Vice President of the Salafist Nour Party, Bassam El-Zarqa (L) attends a meeting of the committee revising the country’s controversial constitution, in Cairo, Egypt, 09 September 2013. (EPA)

Cairo, Asharq Al-Awsat—A heated debate raged among the 50-member constitutional drafting committee over the wording of Article II, which states that Islam is the official state religion, Arabic the official state language, and which names Islamic Sharia Law as the principal source of legislation in Egypt.

The Salafist Al-Nour Party is demanding that the article reads that “the rulings” of Islamic Sharia law serve as the source of legislation in Egypt, while Al-Azhar, Egypt’s top Sunni Islamic body, favors the term “principles of Islamic Sharia law.”
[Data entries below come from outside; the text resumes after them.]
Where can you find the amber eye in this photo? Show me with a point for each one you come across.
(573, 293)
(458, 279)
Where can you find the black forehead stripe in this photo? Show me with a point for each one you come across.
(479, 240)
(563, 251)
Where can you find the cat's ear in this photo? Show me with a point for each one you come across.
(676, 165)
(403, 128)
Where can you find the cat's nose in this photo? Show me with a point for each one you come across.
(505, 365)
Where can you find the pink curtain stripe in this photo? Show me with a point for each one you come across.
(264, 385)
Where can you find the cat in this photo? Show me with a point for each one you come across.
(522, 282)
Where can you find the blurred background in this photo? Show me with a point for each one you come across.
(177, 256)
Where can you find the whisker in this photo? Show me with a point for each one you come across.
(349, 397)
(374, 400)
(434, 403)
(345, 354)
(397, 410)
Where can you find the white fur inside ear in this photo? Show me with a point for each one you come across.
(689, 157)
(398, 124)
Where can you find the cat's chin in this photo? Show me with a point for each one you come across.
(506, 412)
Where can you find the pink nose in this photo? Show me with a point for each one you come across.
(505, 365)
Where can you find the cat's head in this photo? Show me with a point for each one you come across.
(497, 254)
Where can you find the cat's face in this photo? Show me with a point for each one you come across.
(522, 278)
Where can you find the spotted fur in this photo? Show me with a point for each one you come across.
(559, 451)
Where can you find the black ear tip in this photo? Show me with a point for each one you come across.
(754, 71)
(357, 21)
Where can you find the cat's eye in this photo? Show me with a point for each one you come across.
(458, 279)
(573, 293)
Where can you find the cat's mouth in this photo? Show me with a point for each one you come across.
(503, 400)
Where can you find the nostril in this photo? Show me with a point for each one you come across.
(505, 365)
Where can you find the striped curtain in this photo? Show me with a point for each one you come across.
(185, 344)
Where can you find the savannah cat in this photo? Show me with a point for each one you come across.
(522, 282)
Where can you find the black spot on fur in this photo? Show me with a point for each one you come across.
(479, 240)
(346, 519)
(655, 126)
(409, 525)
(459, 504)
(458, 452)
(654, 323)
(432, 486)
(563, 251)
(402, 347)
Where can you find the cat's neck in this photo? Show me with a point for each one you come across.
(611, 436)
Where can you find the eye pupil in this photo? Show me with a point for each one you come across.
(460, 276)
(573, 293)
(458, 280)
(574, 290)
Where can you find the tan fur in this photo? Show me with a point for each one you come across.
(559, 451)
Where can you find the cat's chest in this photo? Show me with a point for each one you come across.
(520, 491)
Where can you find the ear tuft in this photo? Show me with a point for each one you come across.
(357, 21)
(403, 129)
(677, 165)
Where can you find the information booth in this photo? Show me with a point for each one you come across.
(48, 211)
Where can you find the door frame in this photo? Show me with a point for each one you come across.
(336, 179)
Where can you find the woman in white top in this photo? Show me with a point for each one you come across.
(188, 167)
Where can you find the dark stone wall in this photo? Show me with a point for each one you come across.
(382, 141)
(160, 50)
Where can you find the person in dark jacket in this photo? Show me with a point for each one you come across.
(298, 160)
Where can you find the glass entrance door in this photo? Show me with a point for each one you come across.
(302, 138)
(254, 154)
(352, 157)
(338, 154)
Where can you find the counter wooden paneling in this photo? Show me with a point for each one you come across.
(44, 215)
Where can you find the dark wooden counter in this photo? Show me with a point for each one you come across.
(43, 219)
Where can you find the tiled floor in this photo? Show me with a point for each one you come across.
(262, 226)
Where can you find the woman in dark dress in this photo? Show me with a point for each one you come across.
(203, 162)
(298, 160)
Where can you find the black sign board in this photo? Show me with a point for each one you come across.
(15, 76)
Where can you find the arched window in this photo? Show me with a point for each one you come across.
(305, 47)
Al-Nour Party committee representative, Dr. Mohamed Ibrahim Mansour, informed Asharq Al-Awsat that if the committee insists on omitting article 219 of the 2012 constitution—which strengthens the role played by Islamic Sharia law in legislation—then it must replace the word “principles” from Article 2 with the term “rulings,” or alternatively agree new language for article 219.

Article 219 of the Islamist-backed 2012 constitution reads: “The principles of Islamic Sharia include its commonly accepted interpretations, its fundamental and jurisprudential rules, and its widely considered sources, as stated by the schools of Sunna and Gamaa.”

The controversial article was severely criticized by Egypt’s liberal and secular forces, who have vowed to ensure its removal from the amended constitution.

For his part, Bishop Antonius Aziz, representative of the Catholic Church said the “elimination of the word ‘principle’ poses a risk to society…and that the [three] main churches in Egypt are in favor of keeping Article 2 as it is.”

He told Asharq Al-Awsat that the principles of Islamic Sharia law can be applied within the current framework, adding, “Everyone agreed to reject Article 219 because it does not express Islam and was added [to the constitution] in a suspicious way. It infringes on the rights of Muslims more than Christians.”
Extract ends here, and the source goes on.